Of squiggly lines and schizophrenia

Dr Jason Bruggemann is investigating new ways of identifying children at risk of developing schizophrenia.

I am relatively new to schizophrenia research, so I was surprised by the sheer diversity of people I have met who have schizophrenia – men and women from a wide variety of backgrounds with distinct personalities who don’t conform to any particular stereotype. While the disease affects them in different ways, however, they have all described the significant challenges that schizophrenia has posed for them and their families.

Schizophrenia is a neurodevelopmental disorder that typically begins during late adolescence or early adulthood. Healthy development during adolescence involves large-scale reorganisation and restructuring of the brain, including changes to the delicate excitatory/inhibitory balance of the brain’s neurotransmitter systems and underlying brain structure. This process seems to go awry for people with schizophrenia. Environmental factors like stress also appear to contribute to the onset of the disease.

Dr Jason Bruggemann

Dr Jason Bruggemann holds an EEG ‘net’, made up of wires and electrodes.

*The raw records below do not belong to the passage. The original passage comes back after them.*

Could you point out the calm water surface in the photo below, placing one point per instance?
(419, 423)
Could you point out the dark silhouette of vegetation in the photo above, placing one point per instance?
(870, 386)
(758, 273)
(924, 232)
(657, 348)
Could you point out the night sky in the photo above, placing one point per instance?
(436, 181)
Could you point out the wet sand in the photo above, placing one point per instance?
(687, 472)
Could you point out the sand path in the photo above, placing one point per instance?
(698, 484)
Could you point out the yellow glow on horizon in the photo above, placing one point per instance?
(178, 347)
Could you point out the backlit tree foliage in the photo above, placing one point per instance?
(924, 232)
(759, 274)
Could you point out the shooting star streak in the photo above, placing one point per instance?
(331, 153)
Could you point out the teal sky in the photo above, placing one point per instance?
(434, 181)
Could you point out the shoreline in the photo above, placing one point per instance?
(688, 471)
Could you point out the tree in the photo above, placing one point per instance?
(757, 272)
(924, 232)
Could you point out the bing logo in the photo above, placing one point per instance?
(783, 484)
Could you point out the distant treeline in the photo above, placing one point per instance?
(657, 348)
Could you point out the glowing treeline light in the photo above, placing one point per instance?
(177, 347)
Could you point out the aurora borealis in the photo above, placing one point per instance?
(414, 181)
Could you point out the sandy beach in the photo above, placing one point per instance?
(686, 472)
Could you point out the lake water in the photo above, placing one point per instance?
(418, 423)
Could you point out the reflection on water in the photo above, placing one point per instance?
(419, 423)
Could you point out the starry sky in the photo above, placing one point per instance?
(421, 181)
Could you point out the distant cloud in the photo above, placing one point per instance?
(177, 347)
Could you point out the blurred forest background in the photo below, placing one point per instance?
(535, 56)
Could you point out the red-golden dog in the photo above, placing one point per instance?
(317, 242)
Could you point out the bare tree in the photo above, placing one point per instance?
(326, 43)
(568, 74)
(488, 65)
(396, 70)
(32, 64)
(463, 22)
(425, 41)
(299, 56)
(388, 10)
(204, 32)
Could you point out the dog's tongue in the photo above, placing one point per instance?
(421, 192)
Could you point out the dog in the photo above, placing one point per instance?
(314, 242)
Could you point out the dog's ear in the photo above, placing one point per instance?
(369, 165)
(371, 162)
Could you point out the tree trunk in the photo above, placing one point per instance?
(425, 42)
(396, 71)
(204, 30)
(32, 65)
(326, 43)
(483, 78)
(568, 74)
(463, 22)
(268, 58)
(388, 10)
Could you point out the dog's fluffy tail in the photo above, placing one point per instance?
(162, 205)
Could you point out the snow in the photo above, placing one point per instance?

We know that early diagnosis and treatment can significantly improve long-term outcomes and help minimise the damaging effects of schizophrenia. Hence, current research is focused on potential ways of identifying children at risk of developing schizophrenia. Our colleague Dr Kristin Laurens and her team from Kings College London are currently evaluating a combination of factors as potential early markers, including subtle peculiarities of speech and movement, lower IQ and poorer academic achievement, disturbances in social, emotional, and behavioural functioning, and subclinical psychotic-like experiences such as occasionally hearing voices that nobody else can hear.

At NeuRA, we are conducting research into another potential marker of schizophrenia risk called the mismatch negativity (MMN). The MMN is an index of the brain’s electrical response to changing patterns of sounds. It’s derived from a measure of the electrical activity of the brain called the electroencephalograph (EEG), more commonly known as ‘brainwaves’. The raw EEG signal may look like just a bunch of squiggly lines running across the computer screen but, once analysed, the resulting data can help us better understand patterns of normal and abnormal brain function.

An example of a raw EEG

The squiggly lines of a raw EEG read out.

In adults with schizophrenia, the size of the MMN has been related to disease severity, ability to function in the wider-community (functional outcome), and grey matter volume loss in the frontal and temporal brain regions. The MMN is usually smaller in adults with chronic schizophrenia compared with typical individuals. In light of this, we recently investigated whether a group of children who may be at increased risk of schizophrenia (based on having some of the risk factors described above or having a first-degree relative with schizophrenia) also have a smaller MMN relative to typically developing children.

Our results showed that although the MMN exhibited by the children at risk of schizophrenia was unlike that of their typically developing peers, it also differed from the smaller MMN observed in adults with schizophrenia. In fact, we found a relative increase in the MMN over the frontal brain region, rather than a decrease!

“If we can reliably identify at-risk children then perhaps we can reduce the burden of schizophrenia for future generations.”

It was difficult for us to interpret this result in the context of what we know about MMN in adults with chronic schizophrenia. We looked at MRI data from an overlapping sample of children, which revealed differences in grey and white matter volume in the same brain regions that produce the electrical activity seen in the MMN. Also, the developmental literature indicates that the MMN tends to be larger in young children compared to adults. This has led us to speculate that perhaps the ‘at-risk’ children are on a different developmental trajectory than their peers. It is possible that this unusual MMN result may reflect the complex interplay between developmental changes and the factors placing these children at higher risk of developing schizophrenia.

It’s essential to conduct long-term follow-up of these potentially at-risk children to establish who goes on to develop schizophrenia and how their MMN changes as they mature. This follow-up work, being completed by our colleague Dr Kristen Laurens, will tell us whether the increased MMN we found in this study may indeed be a useful way of identifying children at risk of developing schizophrenia.

The unique people with schizophrenia that I have met currently live their lives as best they can despite the challenges raised by this condition. If we can reliably identify at-risk children then, with appropriate early treatment, perhaps we can reduce the burden of schizophrenia for future generations.